今回、米国、トリニダード・トバゴ、オーストラリア、ジャマイカ、カナダなどが新型コロナウイルス感染症(COVID-19)の影響で大会不参加を発表しているほか、種目を絞って派遣するなどの対策を採っている国もある。
そのこと自体は非常に残念ではあるが、その分、日本が決勝に駒を進める確率は高まっている。地元開催の東京五輪で活躍するためにも、これをチャンスと受け止め、ぜひ目標を達成してほしい。
すでに五輪出場権を獲得してる男子4×100mは、ほかの4種目とは異なり、次世代の育成と層のさらなる充実を意識しての代表選出となった。まずは、ユージーン世界選手権の出場権獲得をターゲットに挑む。

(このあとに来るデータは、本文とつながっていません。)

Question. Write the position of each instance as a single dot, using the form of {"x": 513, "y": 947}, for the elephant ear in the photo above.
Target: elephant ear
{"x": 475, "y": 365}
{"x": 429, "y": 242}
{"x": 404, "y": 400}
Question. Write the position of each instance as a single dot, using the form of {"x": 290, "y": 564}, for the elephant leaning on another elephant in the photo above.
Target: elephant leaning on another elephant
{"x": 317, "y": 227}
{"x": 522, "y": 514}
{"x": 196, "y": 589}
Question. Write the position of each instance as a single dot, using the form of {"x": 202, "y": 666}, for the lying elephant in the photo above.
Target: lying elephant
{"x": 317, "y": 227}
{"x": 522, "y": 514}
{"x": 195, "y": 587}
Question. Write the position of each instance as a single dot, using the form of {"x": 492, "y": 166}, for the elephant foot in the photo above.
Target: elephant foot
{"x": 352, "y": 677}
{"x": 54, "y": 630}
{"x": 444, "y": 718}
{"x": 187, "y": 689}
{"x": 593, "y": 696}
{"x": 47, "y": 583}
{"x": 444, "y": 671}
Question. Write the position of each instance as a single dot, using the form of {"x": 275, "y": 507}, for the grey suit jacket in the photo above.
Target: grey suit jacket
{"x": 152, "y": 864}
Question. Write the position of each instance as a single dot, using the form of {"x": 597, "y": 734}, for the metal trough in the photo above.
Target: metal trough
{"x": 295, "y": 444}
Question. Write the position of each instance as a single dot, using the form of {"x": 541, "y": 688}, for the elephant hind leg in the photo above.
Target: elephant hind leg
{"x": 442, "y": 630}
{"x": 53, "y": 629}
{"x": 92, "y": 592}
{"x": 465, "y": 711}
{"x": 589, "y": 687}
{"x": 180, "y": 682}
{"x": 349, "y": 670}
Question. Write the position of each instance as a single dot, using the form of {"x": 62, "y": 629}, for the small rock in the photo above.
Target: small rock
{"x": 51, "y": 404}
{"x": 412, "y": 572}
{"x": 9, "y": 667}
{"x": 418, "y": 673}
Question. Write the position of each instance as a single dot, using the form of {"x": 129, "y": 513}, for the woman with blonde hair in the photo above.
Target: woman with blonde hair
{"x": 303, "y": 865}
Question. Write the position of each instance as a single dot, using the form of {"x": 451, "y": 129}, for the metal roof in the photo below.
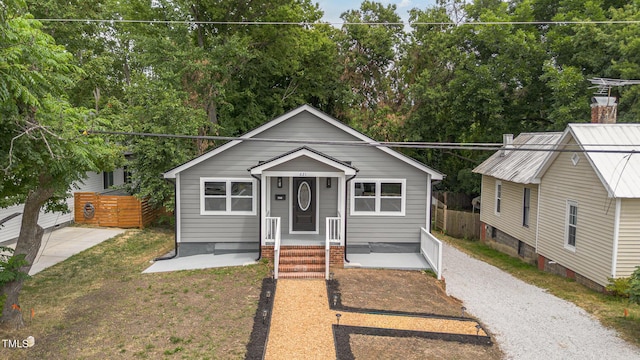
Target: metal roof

このため、代表メンバーにはオリンピックや世界選手権のメダリストたちは含まれておらず、3月末に宮崎で行われた世界リレーの代表選考レースを制した坂井隆一郎を筆頭に、昨シーズンに力をつけてきた鈴木涼太や樋口一馬のほか、中学時代から活躍してきた宮本大輔。さらには昨年、高校2年生ながら日本選手権100mで決勝進出を果たした栁田大輝と、若手中心の顔ぶれとなっている。
今回のシレジアでの活躍を弾みに大きく成長し、現在トップに君臨するエースたちを脅かすような存在が現れてくるようだと、東京五輪に向けた日本男子スプリント戦線は、さらに面白いものになるはず。次代のエース候補である彼らの走りにも注目したい。